As David Leonhardt revealed in September, almost half of all students who enter college in the U.S. don't graduate. Cutting this number down should be a national priority, but even a determined effort is likely to leave many students short of a bachelor's degree. Instead, what they'll be leaving school with is a sizable debt burden.

Is there a way to protect these students? Philly Fed's Satyajit Chatterjee and Colgate's Felicia Ionescu argue that there is -- a government-backed insurance program. Such insurance would increase the value of going to school which, in turn, would likely encourage graduation rates and encourage more high school students to enroll in college.
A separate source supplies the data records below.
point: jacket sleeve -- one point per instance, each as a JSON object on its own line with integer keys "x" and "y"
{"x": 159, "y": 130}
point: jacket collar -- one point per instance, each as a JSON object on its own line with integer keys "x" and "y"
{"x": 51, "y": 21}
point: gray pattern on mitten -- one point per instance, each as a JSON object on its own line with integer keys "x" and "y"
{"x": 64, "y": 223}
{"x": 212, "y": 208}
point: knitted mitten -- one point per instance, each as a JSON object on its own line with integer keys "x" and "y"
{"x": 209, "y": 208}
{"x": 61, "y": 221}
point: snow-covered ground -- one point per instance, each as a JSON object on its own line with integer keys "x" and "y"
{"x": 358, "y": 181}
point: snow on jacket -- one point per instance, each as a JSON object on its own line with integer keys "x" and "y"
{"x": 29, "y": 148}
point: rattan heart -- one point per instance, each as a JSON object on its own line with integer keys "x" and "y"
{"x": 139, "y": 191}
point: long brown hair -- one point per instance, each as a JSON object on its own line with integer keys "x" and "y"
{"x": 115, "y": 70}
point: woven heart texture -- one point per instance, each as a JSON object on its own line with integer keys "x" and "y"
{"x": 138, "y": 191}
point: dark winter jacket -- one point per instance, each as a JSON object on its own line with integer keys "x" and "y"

Examining U.S. data, Chatterjee and Ionescu estimate that:

the optimal insurance offered in case of non-completion ranges from 10 to 40 percent of total college cost, depending on the ability of the student and the time when insurance is offered. The insurance scheme induces an increase in enrollment rate of 5.4 percentage points and an increase in college graduates of 5.4 percentage points. Although insurance draws in students with a high risk of failure, completion rates rise because fewer students drop out voluntarily from college. The leaving rate declines by more than three times.

But there's a real-world problem that could make any effort to create this type of insurance futile. In order for it to work as intended, the amount students are insured for should be based on their abilities. Chatterjee and Ionescu use SAT data as a proxy for this. But, like proposals for taxing people based on gender or height, basing insurance (even if only partially) on aptitude is unlikely to pass the egalitarian test.